CDB Announces Second Call for Proposals for Community Disaster Risk Reduction Fund



The CDRRF was established by CDB with financing from Canada’s Department for Foreign Affairs, Trade and Development (DFATD) and the United Kingdom’s Department for International Development (DFID).

The purpose of the Trust Fund is to finance community-driven, gender responsive and environmentally sustainable disaster risk reduction and climate change adaptation projects at the community level in 18 CDB Borrowing Member Countries (BMCs). The CDRRF supports each community project with a grant which may range from USD400,000 to USD650,000.

CDB’s Project Manager for the Community Disaster Risk Reduction Fund (CDRRF), Leslie Walling, notes that the CDRRF has been designed to provide direct and responsive support for interventions that address the specific, local, disaster risk, climate change circumstances and risk reduction needs of each target community.

The CDRRF supports a proposal preparation process in which members of vulnerable communities are actively engaged in the identification, analysis of natural hazards that affect their communities, and the design and implementation of projects to reduce the vulnerability to these hazards.

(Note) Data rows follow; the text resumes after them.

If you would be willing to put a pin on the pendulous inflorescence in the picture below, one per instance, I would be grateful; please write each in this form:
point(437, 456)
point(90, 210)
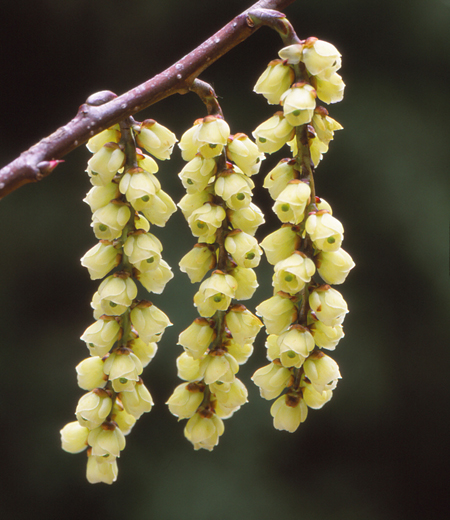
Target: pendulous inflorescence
point(304, 315)
point(125, 199)
point(220, 214)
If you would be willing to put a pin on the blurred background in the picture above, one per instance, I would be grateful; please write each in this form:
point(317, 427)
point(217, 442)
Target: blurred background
point(379, 449)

In the process of implementing projects to reduce community vulnerabilities communities enhance their ability to prevent, prepare for and cope with future disasters. In the CDRRF process people are at the centre of decision making and implementation.

By providing vulnerable communities with direct access to grant opportunities, the CDRRF aims to permanently increase the level of community ownership, oversight, and involvement in disaster risk reduction and climate change adaptation activities across the Region. Direct access will also help to increase the speed of delivery of desired benefits, cut transaction costs and achieve better targeting of community-level priorities.

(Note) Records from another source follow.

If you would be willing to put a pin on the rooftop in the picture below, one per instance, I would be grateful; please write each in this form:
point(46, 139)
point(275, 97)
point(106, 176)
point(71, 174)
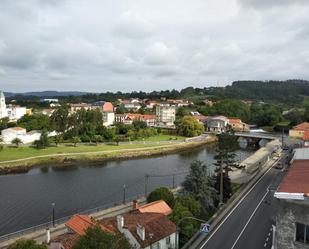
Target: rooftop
point(157, 226)
point(80, 223)
point(295, 184)
point(302, 126)
point(159, 206)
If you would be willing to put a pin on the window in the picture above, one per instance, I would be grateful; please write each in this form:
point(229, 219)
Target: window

“Although extreme natural hazard events such as hurricanes, storms, droughts and climate change effects such as sea-level rise may affect an entire country, in the final analysis, all disasters are local phenomena. This means that disaster risk reduction and climate change adaptation must, by definition, be a fundamentally local affair”, Walling said.

Applicants must be based in, belong to, or partner with, the communities for which projects are being proposed. Eligible applicant organisations include Community Based Organisations (CBOs), Non-Governmental Organisations (NGOs), Faith Based Organisations (FBOs), Government Agencies and National Research Institutions based in eligible Caribbean countries.

BMCs which are eligible under the CDRRF are: Anguilla, Antigua and Barbuda, The Bahamas, Barbados, Belize, British Virgin Islands, Cayman Islands, Dominica, Grenada, Guyana, Jamaica, Montserrat, St. Kitts and Nevis, St. Lucia, St. Vincent and the Grenadines, Suriname, Trinidad and Tobago and the Turks and Caicos Islands.